Genetically modified somatic cells can be used to produce transgenic clones by somatic cell nuclear transfer -- the nuclear genome of the somatic cell is reprogrammed by its new environment in the evacuated oocyte.

Cloning was typically inefficient. Only 10 per cent of embryos from cloned cells produced viable offspring, compared with a success rate of 30 per cent for IVF, and 50 per cent for artificial insemination.

Wells said there was increasing evidence that faulty epigenetic programming -- a failure to reset the genes from the donor cell back to the embryonic state -- was the prime reason for the low success rate. For example, Dolly the sheep, the first cloned livestock species, had died prematurely because she was cloned from a mammary gland cell with a unique pattern of gene expression, markedly different from the embryonic pattern.

"The majority of clones show inappropriate patterns of chromatin modification, DNA methylation, and gene expression," Wells said. "We see persistent expression of genes that are normally active only in differentiated cells, because donor-cell genes are not switched off, and there is also a failure to re-activate embryonically active genes.

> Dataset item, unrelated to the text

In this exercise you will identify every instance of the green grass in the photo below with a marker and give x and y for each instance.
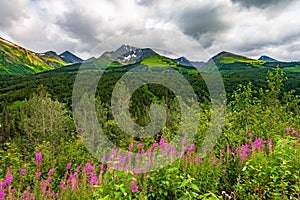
(292, 69)
(18, 61)
(159, 61)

"The consequences include high rates of embryonic loss in pregnancy, higher birth weight, and a higher rate of perinatal and longer-term mortality."

In cattle, 40 to 80 per cent of calves born survived to adulthood. Most showed normal growth, physiology, behaviour, reproduction and productivity. But various clone-associated phenotypes included reduced longevity, reduced immune competency, obesity, and variability between clones from the same animal.

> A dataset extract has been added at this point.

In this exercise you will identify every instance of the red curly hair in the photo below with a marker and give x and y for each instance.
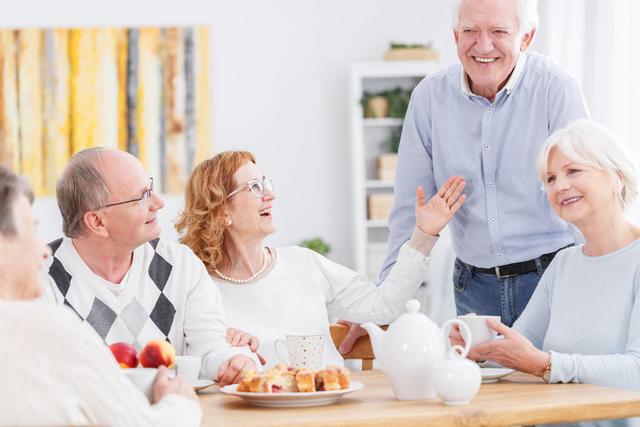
(202, 224)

The differences depended on the species, the genotype, the cell type used in SCNT, and the nuclear-transfer and in vitro protocols used. Significantly, the problems of 'cloning syndrome' did not appear to be heritable, confirming they involved epigenetic aberrations, not mutations; these errors were repaired during gametogenesis in affected clones.

"This provides encouragement in all cloning applications, but we need more molecular evidence to determine if there are any longer-term, transgenerational effects," Wells said.

"We need to improve reprogramming of the donor cell, because some effects are due to the particular phase of the donor cycle, and whether the cell is transgenic or not."

For example, experiments with seven different lines of G0 versus G1 phase non-transgenic cells, showed that a significantly higher number of embryos derived from G0 cells developed to term, but the percentage that survived to weaning was then approximately equal -- 17 versus 18 per cent.

For embryos derived from transgenic cells, only 15 per cent of developed to term, and only 5 per cent to weaning age; for embryos developed from transgenic G1 phase cells, 30 per cent developed to term, and 29 per cent to weaning age. "So for non-transgenic embryos, G0 phase cells are superior, but for transgenic cells, G1 is superior. This shows an interaction between donor-cell phase and cell type."

The two major applications of cloning were multiplication of genetically superior animals, and production of novel, transgenic animals, Wells said. "You can take a top Holstein-Friesian dairy sire in New Zealand, and generate three cloned bulls with the same elite genetics for breeding."

Cloning offered even greater value to both the sheep and beef industries, where hundreds of cloned copies of elite, progeny-tested rams or beef bulls could be produced for natural matings.

As with the Enderby Island breed, cloning could also be used to resurrect animals that had died accidentally, or in disease outbreaks, or to conserve and multiply rare breeds or genotypes, such as individuals with strong resistance to internal parasites.

Cloning hybrid animals allowed breeders to maintain favourable heterozygous combinations from outstanding animals, without segregation in the F2 generation.

"All somatic cloning has the drawback of the time required to evaluate the phenotype of the animal, and the time required to create cloned copies," Wells said. "But edible produces from clones, and their clones, does not pose any greater health risk than conventional animal products."